Correlation-based feature selection:

 Correlation-based feature selection measures the correlation between each feature and the target variable. Features with a high correlation are selected.

Mutual information-based feature selection: 

Mutual information-based feature selection measures the dependence between each feature and the target variable. Features with a high mutual information score are selected.

Recursive feature elimination: 

Recursive feature 
elimination is a wrapper method that recursively removes features and evaluates the performance of the machine learning model on the reduced feature set.

Lasso regression: 

Lasso regression is an embedded method that performs feature selection by imposing a penalty on the absolute value of the coefficients. Features with small coefficients are set to zero and are removed from the model.

###**Feature Extraction :**


**What is Feature Extraction?**

Feature extraction is a part of the dimensionality reduction process, in which, an initial set of the raw data is divided and reduced to more manageable groups. So when you want to process it will be easier. The most important characteristic of these large data sets is that they have a large number of variables. These variables require a lot of computing resources to process. So Feature extraction helps to get the best feature from those big data sets by selecting and combining variables into features, thus, effectively reducing the amount of data. These features are easy to process, but still able to describe the actual data set with accuracy and originality.
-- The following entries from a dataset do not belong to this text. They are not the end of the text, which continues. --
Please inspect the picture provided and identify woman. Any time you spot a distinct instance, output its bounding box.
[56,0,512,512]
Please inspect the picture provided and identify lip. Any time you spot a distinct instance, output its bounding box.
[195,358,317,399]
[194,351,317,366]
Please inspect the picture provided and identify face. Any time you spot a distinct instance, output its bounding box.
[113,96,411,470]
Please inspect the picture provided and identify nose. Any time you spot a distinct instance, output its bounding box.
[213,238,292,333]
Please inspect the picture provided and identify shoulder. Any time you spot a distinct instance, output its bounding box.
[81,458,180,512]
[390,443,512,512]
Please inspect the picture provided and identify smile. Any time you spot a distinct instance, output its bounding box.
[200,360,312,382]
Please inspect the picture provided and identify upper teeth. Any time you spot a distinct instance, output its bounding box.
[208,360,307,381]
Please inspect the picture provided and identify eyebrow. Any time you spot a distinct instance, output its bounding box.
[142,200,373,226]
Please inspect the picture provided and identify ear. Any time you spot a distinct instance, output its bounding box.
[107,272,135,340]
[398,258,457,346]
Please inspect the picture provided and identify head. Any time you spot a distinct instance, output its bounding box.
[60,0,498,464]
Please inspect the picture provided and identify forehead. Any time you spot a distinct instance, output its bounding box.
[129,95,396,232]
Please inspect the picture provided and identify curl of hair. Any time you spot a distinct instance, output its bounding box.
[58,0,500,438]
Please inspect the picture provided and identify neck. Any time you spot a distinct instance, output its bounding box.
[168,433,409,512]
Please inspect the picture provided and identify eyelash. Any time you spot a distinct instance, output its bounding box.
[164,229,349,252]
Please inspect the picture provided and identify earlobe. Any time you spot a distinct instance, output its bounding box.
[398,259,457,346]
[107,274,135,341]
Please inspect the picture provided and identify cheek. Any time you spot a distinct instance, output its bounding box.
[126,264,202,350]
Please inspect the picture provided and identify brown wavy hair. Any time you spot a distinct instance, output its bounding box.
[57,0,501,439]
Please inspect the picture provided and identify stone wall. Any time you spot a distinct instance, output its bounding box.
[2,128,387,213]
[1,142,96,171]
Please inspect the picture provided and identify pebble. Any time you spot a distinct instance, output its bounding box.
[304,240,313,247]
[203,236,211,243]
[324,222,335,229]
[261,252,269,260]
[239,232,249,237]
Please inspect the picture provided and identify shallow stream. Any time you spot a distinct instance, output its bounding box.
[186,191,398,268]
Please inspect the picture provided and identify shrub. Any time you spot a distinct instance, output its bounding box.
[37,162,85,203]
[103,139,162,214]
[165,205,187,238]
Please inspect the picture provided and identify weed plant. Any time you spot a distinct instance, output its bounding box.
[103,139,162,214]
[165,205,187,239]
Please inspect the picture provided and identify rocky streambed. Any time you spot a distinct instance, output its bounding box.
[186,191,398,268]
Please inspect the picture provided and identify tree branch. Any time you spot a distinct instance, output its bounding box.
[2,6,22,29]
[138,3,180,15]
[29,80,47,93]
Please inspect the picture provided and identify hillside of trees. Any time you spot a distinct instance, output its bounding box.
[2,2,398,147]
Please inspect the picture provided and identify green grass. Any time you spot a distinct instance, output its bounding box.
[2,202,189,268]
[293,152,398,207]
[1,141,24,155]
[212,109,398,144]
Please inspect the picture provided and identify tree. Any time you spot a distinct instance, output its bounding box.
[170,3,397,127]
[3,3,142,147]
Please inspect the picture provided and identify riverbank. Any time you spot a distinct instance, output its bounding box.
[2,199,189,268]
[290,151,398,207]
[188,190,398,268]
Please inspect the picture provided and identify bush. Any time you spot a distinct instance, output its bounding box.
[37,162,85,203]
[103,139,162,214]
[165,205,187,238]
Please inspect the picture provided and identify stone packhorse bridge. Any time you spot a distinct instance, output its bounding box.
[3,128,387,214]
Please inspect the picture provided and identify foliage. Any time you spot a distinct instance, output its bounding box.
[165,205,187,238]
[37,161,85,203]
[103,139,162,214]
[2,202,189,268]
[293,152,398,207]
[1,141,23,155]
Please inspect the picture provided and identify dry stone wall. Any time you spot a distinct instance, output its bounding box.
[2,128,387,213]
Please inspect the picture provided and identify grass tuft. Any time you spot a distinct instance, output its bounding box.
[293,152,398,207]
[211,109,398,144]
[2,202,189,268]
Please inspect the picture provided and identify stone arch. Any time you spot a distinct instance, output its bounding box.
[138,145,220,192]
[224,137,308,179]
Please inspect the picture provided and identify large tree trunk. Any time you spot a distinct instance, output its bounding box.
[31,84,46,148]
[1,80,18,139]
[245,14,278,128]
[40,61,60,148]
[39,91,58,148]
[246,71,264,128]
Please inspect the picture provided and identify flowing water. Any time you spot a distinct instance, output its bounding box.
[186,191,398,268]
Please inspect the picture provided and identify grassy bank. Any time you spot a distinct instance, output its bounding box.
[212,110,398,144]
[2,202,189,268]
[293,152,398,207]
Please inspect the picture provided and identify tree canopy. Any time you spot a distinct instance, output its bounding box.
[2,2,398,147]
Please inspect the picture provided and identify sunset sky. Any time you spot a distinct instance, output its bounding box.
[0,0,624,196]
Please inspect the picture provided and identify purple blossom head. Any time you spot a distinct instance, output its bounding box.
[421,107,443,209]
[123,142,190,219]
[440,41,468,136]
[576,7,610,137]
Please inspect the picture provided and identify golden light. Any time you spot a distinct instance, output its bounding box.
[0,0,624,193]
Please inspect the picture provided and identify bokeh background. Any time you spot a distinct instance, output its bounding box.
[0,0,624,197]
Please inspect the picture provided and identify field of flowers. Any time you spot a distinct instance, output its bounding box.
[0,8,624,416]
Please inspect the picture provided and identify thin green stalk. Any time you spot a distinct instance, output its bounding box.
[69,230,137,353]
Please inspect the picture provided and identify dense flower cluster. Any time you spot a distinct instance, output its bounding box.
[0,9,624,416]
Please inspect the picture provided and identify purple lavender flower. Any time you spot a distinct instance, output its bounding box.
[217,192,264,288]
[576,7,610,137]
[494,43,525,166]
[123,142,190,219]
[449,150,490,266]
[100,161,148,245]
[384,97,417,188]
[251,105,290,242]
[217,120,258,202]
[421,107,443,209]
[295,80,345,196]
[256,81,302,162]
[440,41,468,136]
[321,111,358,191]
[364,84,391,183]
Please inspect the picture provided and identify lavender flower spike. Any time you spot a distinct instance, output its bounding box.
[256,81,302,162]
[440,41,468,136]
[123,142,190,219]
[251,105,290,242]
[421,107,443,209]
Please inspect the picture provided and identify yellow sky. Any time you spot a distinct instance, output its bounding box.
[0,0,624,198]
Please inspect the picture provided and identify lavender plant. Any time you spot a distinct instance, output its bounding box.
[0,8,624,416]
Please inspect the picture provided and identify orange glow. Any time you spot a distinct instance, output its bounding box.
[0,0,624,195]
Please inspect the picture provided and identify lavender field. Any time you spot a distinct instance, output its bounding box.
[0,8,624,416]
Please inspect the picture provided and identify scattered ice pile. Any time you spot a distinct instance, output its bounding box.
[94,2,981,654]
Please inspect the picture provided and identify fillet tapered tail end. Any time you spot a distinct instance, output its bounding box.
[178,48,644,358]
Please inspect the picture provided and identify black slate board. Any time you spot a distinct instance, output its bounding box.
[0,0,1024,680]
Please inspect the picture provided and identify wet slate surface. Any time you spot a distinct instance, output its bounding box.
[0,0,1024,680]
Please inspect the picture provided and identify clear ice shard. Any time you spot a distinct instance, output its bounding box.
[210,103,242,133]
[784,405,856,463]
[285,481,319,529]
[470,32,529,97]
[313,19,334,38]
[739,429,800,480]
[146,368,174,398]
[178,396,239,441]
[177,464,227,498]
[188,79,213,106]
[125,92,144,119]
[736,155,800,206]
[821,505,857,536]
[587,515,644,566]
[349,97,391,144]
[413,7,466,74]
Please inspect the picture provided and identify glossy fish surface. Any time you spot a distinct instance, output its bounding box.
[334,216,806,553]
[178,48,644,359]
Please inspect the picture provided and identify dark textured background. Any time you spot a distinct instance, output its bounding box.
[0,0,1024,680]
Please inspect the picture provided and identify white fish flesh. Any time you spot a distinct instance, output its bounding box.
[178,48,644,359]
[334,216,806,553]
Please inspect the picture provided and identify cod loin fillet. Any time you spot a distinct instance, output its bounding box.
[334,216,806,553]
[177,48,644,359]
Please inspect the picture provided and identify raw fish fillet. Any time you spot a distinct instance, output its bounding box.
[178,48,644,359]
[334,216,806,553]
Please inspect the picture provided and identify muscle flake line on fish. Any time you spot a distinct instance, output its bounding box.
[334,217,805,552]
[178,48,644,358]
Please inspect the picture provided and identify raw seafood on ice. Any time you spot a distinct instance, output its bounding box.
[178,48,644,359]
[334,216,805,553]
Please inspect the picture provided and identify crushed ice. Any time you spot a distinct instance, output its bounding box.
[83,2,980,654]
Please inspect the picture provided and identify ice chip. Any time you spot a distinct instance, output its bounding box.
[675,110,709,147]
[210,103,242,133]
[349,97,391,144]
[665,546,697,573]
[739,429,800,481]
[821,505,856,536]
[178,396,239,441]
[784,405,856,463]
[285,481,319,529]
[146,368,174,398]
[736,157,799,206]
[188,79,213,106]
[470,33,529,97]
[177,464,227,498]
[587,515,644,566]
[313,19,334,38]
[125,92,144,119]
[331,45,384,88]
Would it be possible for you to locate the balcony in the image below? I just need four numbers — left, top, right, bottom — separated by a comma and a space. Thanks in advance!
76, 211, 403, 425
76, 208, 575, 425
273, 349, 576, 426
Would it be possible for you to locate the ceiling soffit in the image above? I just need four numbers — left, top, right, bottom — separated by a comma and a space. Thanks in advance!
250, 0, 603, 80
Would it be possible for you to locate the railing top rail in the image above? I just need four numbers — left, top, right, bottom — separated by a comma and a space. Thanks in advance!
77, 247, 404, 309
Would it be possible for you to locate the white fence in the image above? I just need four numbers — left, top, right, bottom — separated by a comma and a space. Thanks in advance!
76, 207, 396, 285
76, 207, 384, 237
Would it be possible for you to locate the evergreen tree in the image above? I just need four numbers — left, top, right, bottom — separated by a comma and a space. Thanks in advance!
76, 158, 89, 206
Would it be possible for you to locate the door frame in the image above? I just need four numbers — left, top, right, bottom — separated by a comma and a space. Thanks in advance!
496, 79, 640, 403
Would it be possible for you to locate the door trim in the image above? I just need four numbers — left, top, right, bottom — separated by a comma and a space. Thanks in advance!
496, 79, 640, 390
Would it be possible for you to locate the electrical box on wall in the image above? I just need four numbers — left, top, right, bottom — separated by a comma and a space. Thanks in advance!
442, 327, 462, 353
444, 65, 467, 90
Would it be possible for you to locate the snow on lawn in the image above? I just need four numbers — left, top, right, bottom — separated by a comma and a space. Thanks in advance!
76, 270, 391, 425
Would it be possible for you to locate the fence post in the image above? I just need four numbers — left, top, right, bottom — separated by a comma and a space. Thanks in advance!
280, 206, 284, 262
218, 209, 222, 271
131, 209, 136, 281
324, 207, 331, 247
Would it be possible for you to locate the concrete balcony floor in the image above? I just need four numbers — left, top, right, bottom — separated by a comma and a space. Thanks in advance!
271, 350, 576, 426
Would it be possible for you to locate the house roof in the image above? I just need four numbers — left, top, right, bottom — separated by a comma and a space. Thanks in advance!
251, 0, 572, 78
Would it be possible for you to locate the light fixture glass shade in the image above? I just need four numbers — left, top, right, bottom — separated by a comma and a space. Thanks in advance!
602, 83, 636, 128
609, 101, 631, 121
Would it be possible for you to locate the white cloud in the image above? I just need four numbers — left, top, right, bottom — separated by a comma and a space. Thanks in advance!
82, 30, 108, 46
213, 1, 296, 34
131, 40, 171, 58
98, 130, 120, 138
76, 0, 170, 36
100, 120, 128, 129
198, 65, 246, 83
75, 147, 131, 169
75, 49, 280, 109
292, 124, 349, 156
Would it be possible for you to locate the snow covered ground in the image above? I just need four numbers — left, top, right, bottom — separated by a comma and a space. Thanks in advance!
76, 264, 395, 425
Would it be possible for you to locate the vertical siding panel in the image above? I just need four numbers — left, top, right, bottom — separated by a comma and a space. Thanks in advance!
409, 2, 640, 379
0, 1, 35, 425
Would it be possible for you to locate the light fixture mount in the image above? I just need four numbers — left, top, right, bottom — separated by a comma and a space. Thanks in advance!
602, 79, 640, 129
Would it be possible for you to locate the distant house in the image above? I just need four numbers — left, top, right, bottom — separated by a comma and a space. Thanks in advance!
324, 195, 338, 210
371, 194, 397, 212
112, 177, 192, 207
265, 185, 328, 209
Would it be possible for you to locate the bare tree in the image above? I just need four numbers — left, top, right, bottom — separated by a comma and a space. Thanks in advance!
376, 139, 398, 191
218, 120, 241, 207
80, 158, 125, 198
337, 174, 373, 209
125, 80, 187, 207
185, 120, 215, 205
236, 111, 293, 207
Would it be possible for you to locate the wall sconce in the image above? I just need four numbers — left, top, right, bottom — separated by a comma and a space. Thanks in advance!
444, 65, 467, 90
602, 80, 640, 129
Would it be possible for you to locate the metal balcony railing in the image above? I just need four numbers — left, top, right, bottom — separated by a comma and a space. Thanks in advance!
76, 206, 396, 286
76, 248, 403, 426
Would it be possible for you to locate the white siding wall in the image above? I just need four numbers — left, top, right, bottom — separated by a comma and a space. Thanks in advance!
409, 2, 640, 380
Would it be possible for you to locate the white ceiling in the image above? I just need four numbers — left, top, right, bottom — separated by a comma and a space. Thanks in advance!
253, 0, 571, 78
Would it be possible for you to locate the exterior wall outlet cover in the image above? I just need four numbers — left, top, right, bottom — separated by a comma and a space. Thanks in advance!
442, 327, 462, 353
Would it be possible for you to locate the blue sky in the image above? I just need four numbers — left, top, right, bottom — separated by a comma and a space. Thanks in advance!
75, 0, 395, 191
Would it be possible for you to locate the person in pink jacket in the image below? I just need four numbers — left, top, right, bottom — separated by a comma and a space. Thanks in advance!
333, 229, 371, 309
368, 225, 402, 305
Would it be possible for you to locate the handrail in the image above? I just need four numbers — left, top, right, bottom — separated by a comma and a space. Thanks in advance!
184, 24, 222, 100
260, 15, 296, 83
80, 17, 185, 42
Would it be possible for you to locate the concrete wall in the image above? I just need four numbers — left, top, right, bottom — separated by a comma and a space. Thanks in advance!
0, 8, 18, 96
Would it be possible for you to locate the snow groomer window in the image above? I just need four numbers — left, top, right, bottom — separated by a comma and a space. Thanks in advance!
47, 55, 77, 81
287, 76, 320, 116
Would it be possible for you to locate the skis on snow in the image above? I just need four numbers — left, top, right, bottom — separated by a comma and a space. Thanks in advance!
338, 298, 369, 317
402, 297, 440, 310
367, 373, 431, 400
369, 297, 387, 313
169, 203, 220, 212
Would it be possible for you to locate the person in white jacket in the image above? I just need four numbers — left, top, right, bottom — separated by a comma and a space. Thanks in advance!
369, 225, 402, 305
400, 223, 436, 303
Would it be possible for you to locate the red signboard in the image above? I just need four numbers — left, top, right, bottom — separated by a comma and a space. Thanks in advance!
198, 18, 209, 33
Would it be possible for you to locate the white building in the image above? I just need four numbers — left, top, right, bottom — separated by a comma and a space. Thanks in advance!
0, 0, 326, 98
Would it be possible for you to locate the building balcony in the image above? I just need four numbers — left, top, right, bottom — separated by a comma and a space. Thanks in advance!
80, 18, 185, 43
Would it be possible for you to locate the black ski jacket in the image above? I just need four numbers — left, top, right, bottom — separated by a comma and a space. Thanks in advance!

**Why Feature Extraction is Useful?**

The technique of extracting the features is useful when you have a large data set and need to reduce the number of resources without losing any important or relevant information. Feature extraction helps to reduce the amount of redundant data from the data set.

In the end, the reduction of the data helps to build the model with less machine effort and also increases the speed of learning and generalization steps in the machine learning process.


**There are several techniques used for feature extraction:**

**Principal Component Analysis (PCA):**

 PCA is a linear transformation technique that identifies the directions in which the data varies the most and projects the data onto those directions. The new features are orthogonal and uncorrelated, and the first few principal components capture the most important information in the original dataset.

**Linear Discriminant Analysis (LDA):**

 LDA is a supervised technique that maximizes the separation between the classes in the dataset. LDA identifies a set of features that maximize the ratio of between-class variance to within-class variance.

**Non-negative matrix factorization (NMF):**

 NMF is a technique that factorizes a non-negative matrix into two non-negative matrices. NMF is often used for image and text data.

**Autoencoder neural networks:**

 Autoencoder neural networks are neural networks that are trained to reconstruct the input data. The encoder part of the network learns a compressed representation of the input data, and the decoder part of the network reconstructs the original data.